LKHK, Czech Republic

Final report (English) on the D-EANH muddy grass TB-10 accident is here: Final report D-EANH

LKHK, Czech Republic

Simon – it probably wasn’t a TB20 since it has no wheel pants. Maybe a TB9 or TB10 (the TB200 is very rare).

I have found the TB20 will “always move” under its own 250HP, presumably due to the trailing link main gear, but a pilot with more than half a brain is going to think twice before using full power for any length of time / any distance because the Q has to be asked “what is going on that needs so much power?”. And since this power requirement is is invariably due to heavily undulating ground, there is a high risk of a prop strike because such power implies you are trying to climb over a big bump and you know what will happen to the prop clearance once you are the other side of it Once I was forced onto grass at Friedrichshafen (the first and absolutely the last time I was going to obey that) and luckily there were 3 of us inside so I stopped the engine and we pushed/pulled it onto the (very rough) grass surface manually. But upon departure (usually the safer scenario because one has an opportunity to walk and eyeball the surface ahead) it briefly needed full power to get out of there. The only time I judged it unsafe to continue to move under own power was on heavily waterlogged and undulating grass at Southend (doing a bit of the FAA CPL there via a now-long-defunct outfit; normally one would not have to park on grass at Southend) and they brought a van, proceeded to try to pull by the nosewheel, I managed to stop them just in time (!!) so they came back with a rope to put around the main wheels, the wheels on the van just spun around, so they came back with a fire truck and that did it.

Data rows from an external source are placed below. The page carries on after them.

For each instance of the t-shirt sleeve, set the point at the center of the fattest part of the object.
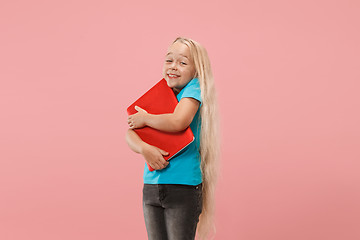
(192, 90)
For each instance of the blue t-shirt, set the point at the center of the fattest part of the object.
(184, 168)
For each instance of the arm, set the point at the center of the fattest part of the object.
(171, 122)
(153, 155)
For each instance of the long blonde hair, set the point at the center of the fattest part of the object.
(209, 135)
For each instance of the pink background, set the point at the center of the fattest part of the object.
(287, 75)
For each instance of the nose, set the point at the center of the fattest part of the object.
(173, 65)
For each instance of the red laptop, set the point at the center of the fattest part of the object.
(161, 99)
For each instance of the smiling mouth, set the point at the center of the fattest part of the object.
(173, 76)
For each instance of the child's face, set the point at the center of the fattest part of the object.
(178, 67)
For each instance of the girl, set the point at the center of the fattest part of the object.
(180, 192)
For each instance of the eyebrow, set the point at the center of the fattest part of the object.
(179, 54)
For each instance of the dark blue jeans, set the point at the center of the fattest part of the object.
(171, 211)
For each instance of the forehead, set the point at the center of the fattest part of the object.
(179, 49)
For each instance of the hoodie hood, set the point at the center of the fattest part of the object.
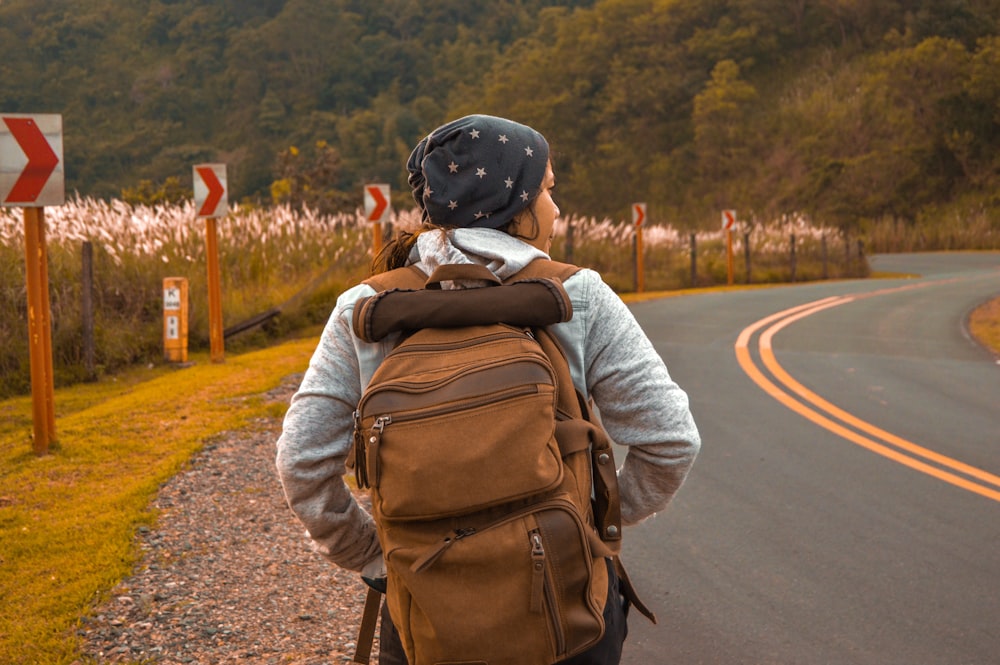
(503, 254)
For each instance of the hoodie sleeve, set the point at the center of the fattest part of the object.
(315, 441)
(640, 405)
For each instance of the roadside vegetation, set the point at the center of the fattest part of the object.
(68, 519)
(984, 325)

A pilot I used to know who had a 421C had a similar experience doing a Project Propeller run to some grass place and got totally stuck.

The above comments apply equally to any other half similar type, not just a TB20 (20cm prop clearance with the 3B prop, 18cm with the 2B prop) and definitely not just a retractable. The SR22 has/had widely reported issues with collecting grass inside the wheel cowlings which then catches fire from braking. I reckon the TB20 is more likely to get out of really undulating ground than a non trailing link gear type. But ultimately the Q is how badly do you want to abuse your plane?

IMHO, watching people for the last 17 years, the biggest factors in “grass capability” are

  • are you an owner or a renter
  • have you had a prop strike or not
  • is it a homebuilt? (no shock load teardown is needed, legally)

and this is NOT tongue in cheek! I wish I had a camera running at EGHE last week…

Having had a 20k prop strike in 2002 I tend to be rather forthright on this topic

Pytlak – why the wing tank leakage? I would not think the bouncing around is any worse than during flight in turbulence.

Administrator
Shoreham EGKA, United Kingdom

Peter – you bet it is much worse on the grass than in the air. Mooneys are extremely sensitive to this. The problem is in the force source, which, in case of taxiing on uneven surface, comes from single point, which is the gear attachement point whereas the force or loading on the wing when flying is much better distributed over its entire area. The same applies to pressurized hulls.

LKHK, Czech Republic

Peter wrote:

But usually the whole point of a grass strip is that nobody wants to spend money on it.

Or that they don’t have money to spend! We’d be happy to spend €1M on our runway to get a tarmac surface if we had that kind of money, but that’s five times the annual turnover of our club. What’s more realistic is reinforcing the grass which would cost about €100k.